Approximately half the savings will be used to offset market forces or reinvested in the business to strengthen HP's competitiveness. The remainder is anticipated to flow through to operating profit.
HP expects to record pretax restructuring charges of approximately $1.1 billion over the next six quarters, beginning in the fourth quarter of fiscal 2005. This excludes a previously announced $100 million restructuring charge to be taken in the third quarter.
HP will carefully target staff reductions. Reductions in sales positions will be minimal, so that HP can continue to provide world-class service and avoid impacting customers; and there will be little change to headcount in research and development, to ensure that the company remains a leader in technology innovation. The majority of staff reductions will come in support functions, such as information technology, human resources and finance. The remainder will be made inside business units, in areas where work can be reduced by improving processes and re-prioritizing existing tasks. To facilitate these reductions, HP will offer a voluntary retirement program to longer-serving staff based in the United States.
Headcount-reduction plans will vary by country, based on local legal requirements and consultation with works councils and employee representatives, as appropriate.
In addition, HP is modifying its U.S. retirement programs to better match industry benchmarks. As of January 2006, the company will freeze the pension and retiree medical-program benefits of current employees who do not meet defined criteria based on age and years of company service. Instead, HP will increase its matching contribution to most employees' 401(k) plans to 6 percent from 4 percent.
These changes will not affect benefits currently received under such programs by retirees or eligible employees who are longer-serving and close to retirement age. Additionally, existing employees will retain the benefits they have already earned.
To simplify the company and bring its sales force closer to customers, HP will dissolve the Customer Solutions Group (CSG) - a standalone business group responsible for sales to enterprise, small and medium-size businesses and public-sector customers. It will merge the sales function and related accountability directly into three individual business units - Technology Solutions Group (TSG), Imaging and Printing Group (IPG) and Personal Systems Group (PSG). This will give each business unit greater financial and operational control of its business.
These actions build on HP's recent actions to streamline its organization, including splitting a number of functions that had previously been combined. Last month, the company separated the role of chief marketing officer from the sales function and separated IPG from PSG. Last week, it separated the Global Operations function from the IT organization.
Following the dissolution of CSG, Michael J. Winkler, 60, will retire from his position as executive vice president of CSG, after nearly 10 years at HP and Compaq and more than 35 years in the IT industry.

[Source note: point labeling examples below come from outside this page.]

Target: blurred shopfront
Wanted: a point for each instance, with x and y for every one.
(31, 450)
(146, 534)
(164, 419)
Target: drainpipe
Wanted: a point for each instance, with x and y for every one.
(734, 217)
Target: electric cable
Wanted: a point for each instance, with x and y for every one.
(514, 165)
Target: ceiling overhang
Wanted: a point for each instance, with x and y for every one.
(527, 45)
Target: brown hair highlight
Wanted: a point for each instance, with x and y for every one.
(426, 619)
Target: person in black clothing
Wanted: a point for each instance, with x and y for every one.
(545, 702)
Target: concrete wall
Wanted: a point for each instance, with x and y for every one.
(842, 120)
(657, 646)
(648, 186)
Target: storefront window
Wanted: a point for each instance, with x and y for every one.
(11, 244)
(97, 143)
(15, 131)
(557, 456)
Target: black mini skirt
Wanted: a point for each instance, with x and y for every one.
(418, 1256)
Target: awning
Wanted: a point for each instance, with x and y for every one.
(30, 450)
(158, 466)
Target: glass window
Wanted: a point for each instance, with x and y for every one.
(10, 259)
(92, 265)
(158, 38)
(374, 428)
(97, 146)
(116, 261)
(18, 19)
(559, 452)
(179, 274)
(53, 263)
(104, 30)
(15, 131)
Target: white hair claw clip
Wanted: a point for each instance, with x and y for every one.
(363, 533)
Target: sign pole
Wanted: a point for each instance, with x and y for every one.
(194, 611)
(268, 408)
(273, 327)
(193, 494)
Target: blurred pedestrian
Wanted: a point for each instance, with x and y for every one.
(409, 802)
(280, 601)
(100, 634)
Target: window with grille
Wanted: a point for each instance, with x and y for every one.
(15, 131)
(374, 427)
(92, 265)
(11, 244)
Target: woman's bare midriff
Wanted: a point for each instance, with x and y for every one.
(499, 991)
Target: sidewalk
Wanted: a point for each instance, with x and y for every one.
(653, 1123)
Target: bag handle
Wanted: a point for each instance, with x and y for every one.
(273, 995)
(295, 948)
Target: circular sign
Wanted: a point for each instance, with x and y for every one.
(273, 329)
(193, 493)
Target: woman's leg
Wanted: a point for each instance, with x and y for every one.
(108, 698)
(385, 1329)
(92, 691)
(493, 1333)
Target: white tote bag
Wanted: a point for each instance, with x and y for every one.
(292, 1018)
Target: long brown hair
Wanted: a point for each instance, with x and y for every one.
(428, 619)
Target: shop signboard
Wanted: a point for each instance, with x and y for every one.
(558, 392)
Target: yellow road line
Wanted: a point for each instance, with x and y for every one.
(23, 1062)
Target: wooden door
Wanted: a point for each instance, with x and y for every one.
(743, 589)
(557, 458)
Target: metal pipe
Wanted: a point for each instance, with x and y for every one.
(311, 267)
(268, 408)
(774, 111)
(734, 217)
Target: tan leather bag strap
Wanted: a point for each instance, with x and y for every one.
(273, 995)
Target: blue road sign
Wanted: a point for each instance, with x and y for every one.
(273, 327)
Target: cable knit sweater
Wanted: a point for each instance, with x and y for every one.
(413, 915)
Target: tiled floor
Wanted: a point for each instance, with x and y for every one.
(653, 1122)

Senior sales positions will be added to each business segment.
In addition, HP has recently named three new executive vice presidents and added them to the company's Executive Council, expanding it to 10 members, following Winkler's retirement.
Cathy Lyons, a 26-year HP executive, was named executive vice president and chief marketing officer. Todd Bradley, formerly president and chief executive officer of palmOne, was named executive vice president of PSG. Randy Mott, formerly chief information officer at Dell and prior to that at Wal-Mart Stores, Inc. for 22 years, also joined HP as executive vice president and chief information officer.
In conclusion, Hurd said, "Our objective is to implement these measures smoothly, with as little disruption to our business as possible. Great companies grow and reduce costs. We will do both."